Several water conservation bills were passed into law this session. HB 4, introduced by Rep. Allan Ritter (R-Nederland), marked the most significant and impactful among those he signed. The bill allocates $2 billion toward a new State Water Implementation Fund for Texas (SWIFT) from the state’s “Rainy Day Fund,” pending voter approval in the November 5th election. If approved, SWIFT will be used to fund water-related projects, infrastructure, and conservation projects with loans. The bill requires that 20% of funding go toward conservation and re-use, with another 10% toward agricultural water projects.

Faucet dripping Earth dropThree bills passed that will address the problem of wasted water. HB 857, by Rep. Eddie Lucio (D-Brownsville), requires water utilities to conduct annual water loss audits. HB 1461, from Rep. Jimmie Don Aycock (R-Killeen), requires customer notification of audit results. Rep. Lon Burnam’s (D-Fort Worth) HB 3605 requires utilities to use a portion of state financial assistance funds to repair municipal water main leaks, which would save an estimated 20 billion gallons annually.

Austin’s Democratic Sen. Kirk Watson got his SB 198 signed into law as well. It makes it illegal for homeowners associations to prohibit members from utilizing xeriscaping and drought-resistant landscaping. Watson noted that residential lawns are commonly made up of St. Augustine and Kentucky bluegrass, both of which require extensive watering. This is a significant problem in arid regions like west Texas. It takes much less water to grow native plants like yuccas, creosote, and Texas sagebrush, all of which are favorable for lawn aesthetics. An increase in drought-tolerant plants as opposed to traditional lawn grasses could save 14 billion gallons of water by 2020.
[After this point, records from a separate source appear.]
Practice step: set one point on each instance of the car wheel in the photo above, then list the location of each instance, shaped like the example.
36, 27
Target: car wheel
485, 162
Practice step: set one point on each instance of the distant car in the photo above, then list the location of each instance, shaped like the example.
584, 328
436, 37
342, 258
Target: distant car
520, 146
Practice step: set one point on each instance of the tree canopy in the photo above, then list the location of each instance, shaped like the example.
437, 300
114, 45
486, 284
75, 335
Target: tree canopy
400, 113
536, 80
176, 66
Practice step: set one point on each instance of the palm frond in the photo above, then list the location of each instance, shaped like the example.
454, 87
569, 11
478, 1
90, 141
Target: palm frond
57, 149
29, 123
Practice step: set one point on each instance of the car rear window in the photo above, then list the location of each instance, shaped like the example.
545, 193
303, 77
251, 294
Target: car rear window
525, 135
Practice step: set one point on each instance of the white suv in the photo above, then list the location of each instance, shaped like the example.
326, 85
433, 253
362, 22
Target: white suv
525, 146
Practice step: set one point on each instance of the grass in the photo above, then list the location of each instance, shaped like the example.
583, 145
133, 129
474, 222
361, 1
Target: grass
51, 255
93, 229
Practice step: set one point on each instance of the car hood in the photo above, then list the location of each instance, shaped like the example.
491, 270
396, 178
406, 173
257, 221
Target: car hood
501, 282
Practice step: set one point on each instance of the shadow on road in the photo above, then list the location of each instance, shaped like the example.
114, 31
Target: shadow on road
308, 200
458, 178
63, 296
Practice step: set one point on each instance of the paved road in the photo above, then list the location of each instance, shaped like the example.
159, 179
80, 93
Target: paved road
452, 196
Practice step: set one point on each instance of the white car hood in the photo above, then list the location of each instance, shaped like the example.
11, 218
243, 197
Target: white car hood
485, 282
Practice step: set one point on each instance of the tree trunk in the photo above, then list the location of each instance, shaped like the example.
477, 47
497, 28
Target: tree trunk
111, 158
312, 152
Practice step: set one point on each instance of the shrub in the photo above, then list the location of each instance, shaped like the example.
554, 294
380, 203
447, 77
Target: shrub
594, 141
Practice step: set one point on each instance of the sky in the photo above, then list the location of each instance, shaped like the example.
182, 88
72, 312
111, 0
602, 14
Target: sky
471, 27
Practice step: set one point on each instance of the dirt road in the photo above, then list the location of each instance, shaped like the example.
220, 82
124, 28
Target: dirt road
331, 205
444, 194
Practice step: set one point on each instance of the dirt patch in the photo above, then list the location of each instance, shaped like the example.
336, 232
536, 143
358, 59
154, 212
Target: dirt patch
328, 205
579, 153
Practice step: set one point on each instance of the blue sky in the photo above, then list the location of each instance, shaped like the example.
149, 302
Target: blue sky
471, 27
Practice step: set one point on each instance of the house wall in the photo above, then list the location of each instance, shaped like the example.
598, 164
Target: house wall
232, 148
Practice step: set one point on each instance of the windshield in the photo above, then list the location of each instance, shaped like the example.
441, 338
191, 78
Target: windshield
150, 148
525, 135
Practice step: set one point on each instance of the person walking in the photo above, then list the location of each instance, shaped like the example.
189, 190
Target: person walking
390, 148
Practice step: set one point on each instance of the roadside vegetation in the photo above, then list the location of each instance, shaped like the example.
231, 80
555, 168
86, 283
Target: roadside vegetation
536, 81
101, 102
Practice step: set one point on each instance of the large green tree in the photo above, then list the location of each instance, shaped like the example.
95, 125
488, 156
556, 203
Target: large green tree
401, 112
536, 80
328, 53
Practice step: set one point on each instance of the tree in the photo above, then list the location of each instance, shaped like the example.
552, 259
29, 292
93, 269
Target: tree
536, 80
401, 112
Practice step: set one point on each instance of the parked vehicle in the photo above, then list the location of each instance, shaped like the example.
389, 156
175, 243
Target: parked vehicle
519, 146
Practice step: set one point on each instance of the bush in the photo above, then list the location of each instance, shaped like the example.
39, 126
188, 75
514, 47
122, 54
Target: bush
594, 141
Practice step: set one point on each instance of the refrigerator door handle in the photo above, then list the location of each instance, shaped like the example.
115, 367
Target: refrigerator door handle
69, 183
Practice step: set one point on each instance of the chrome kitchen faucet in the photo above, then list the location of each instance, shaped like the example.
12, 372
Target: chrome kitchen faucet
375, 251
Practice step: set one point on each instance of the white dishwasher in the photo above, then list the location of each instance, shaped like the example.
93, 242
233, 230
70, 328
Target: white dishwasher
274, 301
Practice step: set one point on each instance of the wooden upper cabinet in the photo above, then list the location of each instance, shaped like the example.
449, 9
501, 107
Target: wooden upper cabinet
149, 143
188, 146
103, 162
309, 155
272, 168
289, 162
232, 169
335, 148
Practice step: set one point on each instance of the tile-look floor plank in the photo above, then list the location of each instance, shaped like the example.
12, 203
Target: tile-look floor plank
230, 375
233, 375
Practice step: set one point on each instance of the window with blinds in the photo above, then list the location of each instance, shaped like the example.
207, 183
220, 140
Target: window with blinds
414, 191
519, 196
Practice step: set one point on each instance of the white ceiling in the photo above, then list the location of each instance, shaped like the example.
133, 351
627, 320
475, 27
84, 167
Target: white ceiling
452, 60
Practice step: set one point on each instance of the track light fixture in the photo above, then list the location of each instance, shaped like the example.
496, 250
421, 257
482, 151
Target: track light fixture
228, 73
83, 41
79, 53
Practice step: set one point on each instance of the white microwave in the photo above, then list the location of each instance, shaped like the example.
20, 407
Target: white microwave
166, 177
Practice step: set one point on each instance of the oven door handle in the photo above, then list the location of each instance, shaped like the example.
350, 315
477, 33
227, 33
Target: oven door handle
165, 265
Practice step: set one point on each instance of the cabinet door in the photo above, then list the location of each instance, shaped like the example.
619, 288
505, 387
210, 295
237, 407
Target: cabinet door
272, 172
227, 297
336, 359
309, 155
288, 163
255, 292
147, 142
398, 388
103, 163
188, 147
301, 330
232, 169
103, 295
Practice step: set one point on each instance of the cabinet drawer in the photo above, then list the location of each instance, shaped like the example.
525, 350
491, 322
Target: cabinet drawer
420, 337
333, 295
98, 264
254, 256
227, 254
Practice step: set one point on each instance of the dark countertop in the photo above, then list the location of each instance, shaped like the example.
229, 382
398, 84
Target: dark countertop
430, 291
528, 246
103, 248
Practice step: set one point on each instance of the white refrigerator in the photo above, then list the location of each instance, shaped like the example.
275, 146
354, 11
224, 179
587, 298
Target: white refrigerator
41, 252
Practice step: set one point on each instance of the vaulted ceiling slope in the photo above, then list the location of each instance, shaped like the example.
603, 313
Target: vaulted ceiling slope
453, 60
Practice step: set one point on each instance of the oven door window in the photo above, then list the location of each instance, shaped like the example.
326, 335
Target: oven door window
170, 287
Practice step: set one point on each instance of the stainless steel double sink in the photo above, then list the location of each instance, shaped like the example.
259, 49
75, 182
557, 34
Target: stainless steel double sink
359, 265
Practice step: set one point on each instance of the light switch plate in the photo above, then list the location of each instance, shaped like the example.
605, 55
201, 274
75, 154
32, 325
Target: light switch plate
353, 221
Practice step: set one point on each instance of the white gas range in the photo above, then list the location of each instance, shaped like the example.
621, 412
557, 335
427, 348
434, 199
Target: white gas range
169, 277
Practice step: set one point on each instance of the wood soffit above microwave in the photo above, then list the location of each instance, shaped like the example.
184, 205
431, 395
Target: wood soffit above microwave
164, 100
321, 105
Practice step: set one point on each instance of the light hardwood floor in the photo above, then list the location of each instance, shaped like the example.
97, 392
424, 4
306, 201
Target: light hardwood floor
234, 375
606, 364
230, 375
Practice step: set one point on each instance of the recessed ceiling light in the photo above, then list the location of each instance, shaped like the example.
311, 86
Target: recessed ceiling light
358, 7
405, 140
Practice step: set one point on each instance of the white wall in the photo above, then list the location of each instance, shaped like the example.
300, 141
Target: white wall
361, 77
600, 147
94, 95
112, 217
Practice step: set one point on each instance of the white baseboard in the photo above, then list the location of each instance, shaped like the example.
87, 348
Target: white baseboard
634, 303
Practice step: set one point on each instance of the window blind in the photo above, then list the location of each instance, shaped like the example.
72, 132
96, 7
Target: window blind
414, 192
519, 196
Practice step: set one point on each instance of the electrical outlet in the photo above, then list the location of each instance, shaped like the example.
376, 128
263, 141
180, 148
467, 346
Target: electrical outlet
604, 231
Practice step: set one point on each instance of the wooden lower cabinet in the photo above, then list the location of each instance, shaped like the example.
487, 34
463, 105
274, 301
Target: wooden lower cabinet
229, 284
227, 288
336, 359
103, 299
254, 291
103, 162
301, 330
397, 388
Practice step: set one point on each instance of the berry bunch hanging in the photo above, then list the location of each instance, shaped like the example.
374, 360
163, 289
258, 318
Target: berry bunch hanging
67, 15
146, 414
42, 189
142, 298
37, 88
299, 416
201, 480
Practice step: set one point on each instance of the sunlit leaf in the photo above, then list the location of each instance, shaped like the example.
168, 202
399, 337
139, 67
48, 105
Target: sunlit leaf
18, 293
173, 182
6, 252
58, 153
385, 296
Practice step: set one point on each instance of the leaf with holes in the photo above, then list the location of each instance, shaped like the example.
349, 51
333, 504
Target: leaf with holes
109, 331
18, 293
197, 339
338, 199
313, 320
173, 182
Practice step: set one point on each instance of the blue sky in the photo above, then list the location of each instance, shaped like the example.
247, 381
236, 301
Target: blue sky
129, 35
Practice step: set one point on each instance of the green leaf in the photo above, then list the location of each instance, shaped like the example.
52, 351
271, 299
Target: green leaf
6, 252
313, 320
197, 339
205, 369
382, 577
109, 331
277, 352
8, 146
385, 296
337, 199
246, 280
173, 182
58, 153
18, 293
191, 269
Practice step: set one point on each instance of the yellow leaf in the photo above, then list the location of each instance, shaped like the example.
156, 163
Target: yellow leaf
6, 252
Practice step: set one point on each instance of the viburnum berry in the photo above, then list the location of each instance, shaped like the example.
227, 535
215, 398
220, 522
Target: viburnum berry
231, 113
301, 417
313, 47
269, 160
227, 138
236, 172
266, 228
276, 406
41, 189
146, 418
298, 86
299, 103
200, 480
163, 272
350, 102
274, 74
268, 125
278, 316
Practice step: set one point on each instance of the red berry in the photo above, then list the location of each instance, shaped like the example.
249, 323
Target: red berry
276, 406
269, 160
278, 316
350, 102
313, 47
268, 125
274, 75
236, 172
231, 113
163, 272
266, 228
Other water-related bills signed into law include SB 385, 654, 700, and 1870. SB 385 created the Property Assessed Clean Energy (PACE) program, which authorizes collaboration amongst municipalities, counties, commercial lenders, and landowners to develop improvement projects that will reduce water and energy consumption. SB 654 gives municipalities the power to enforce water ordinances through civil action instead of filing criminal lawsuits. SB 700 requires that the State Energy Conservation Office (SECO) draft a template for state agencies to use in developing comprehensive water management and conservation plans, which they must annually update. It also requires SECO to biennially submit a progress report to the Governor and publish it on their website. Finally, SB 1870 created the West Fort Bend Water Authority and outlined its powers.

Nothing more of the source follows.